BitTorrent Sync

2 minute read

BitTorrent Sync

I played with BitTorrent Sync this weekend a bit. It’s quite an interesting technology and works on Mac OS X, Windows, Linux, and ARM Linux. It could function as a Dropbox replacement that doesn’t need files on a dedicated third-party cloud server.

A user can share a folder with nothing more then 32 character secret. The folder can be shared read-only, read-write, and a one-time secret valid for 24 hours. Another computer or series of computers that knows the secret can then connect to the folder and sync with it. That’s it.

No messing with firewalls, no hosting formal services. Just make sure the btsync daemon is running and can connect to the network. The btsync daemon will then sync files between the other computers using the local network if it can discover the secret on the LAN. This means you can copy files significantly faster than was ever possible with Dropbox.

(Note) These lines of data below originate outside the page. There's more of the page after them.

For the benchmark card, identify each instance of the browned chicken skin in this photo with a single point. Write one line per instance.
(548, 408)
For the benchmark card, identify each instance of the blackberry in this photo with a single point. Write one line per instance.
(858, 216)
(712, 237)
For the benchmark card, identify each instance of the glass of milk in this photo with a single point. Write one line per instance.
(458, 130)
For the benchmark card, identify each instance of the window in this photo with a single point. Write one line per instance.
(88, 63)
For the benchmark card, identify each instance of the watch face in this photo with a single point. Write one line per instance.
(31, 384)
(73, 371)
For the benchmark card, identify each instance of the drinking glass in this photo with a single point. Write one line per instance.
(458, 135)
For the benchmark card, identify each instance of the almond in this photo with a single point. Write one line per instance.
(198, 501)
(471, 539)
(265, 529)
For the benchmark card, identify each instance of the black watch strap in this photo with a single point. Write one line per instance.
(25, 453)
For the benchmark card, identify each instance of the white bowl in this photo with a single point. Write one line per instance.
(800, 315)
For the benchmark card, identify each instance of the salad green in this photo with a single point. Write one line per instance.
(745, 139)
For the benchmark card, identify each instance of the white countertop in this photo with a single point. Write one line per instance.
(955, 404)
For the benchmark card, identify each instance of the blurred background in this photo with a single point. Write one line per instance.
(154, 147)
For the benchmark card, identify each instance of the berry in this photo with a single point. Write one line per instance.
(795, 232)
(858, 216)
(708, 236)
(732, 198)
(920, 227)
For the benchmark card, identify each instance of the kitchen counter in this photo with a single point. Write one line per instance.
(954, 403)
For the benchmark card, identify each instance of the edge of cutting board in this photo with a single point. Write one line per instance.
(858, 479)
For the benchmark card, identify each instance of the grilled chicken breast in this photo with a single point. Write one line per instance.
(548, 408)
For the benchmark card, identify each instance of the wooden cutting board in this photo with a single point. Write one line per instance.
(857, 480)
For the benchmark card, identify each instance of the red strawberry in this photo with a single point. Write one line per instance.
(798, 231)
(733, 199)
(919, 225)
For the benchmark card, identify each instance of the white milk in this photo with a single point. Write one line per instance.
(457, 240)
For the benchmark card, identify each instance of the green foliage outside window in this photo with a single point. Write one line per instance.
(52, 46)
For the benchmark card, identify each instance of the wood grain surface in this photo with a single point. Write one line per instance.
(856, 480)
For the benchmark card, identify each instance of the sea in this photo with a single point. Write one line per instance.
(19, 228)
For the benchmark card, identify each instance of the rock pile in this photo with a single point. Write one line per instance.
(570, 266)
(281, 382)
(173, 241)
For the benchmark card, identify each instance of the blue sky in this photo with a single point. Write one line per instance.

It uses peer-to-peer technology to find hosts over the Internet. All data is encrypted using a AES-256 bit key created using the secret described above. The remote hosts on the Internet only know that certain hosts are communicating, but nothing about the data itself.

Check it out!

The Good

Simple to use, an individual could set it up using the binary installers for Windows or Mac OS X and securely send the secret to access some files and vice-versa. Awesome for collaborating with other users.

Doesn’t cost money!

No effective sharing limits. Only constraints are network bandwidth and disk size.

Future uses? Probably has more applications for things I haven’t even thought of yet…

The Bad

Unfortunately, BitTorrent Sync isn’t open source. I’m sure it’s only time before someone makes an open source replacement. I’m hard to sell on ultimate security unless it’s open source.

I’m kind of annoyed by the way the metacache is handled. I whined about it on the forum when I realized it wastes 90%+ disk space. Hopefully this will get fixed so that it scales better. If it was open source…

Another negative is that it doesn’t preserve file permissions. Preserving file permissions across multiple platforms is difficult to implement and I don’t have a clue how to do it effectively. Not sure that this will ever change.

No version control, yet. Looks like this is a planned enhancement.

Web UI is missing more information about transfers.

Also doesn’t appear to allow a way for individual computers to not sync certain parts of a share. It’s all computers or no computers with the .SyncIgnore file.

Tests

All I really did was sync some files between my laptop, workstation, and my vps. Worked pretty seamless. I’ll have to find an excuse to share some files with friends and get creative.

One of the BitTorrent Sync guys setup a simple cloud with a Raspberry Pi. I could dig up an old BeagleBoard and an old harddrive with a USB 2.0 enclosure, ship it to my parents and mirror my obnam gpg backups using it. I suppose I could have done that already though with rsync + ssh + OpenVPN.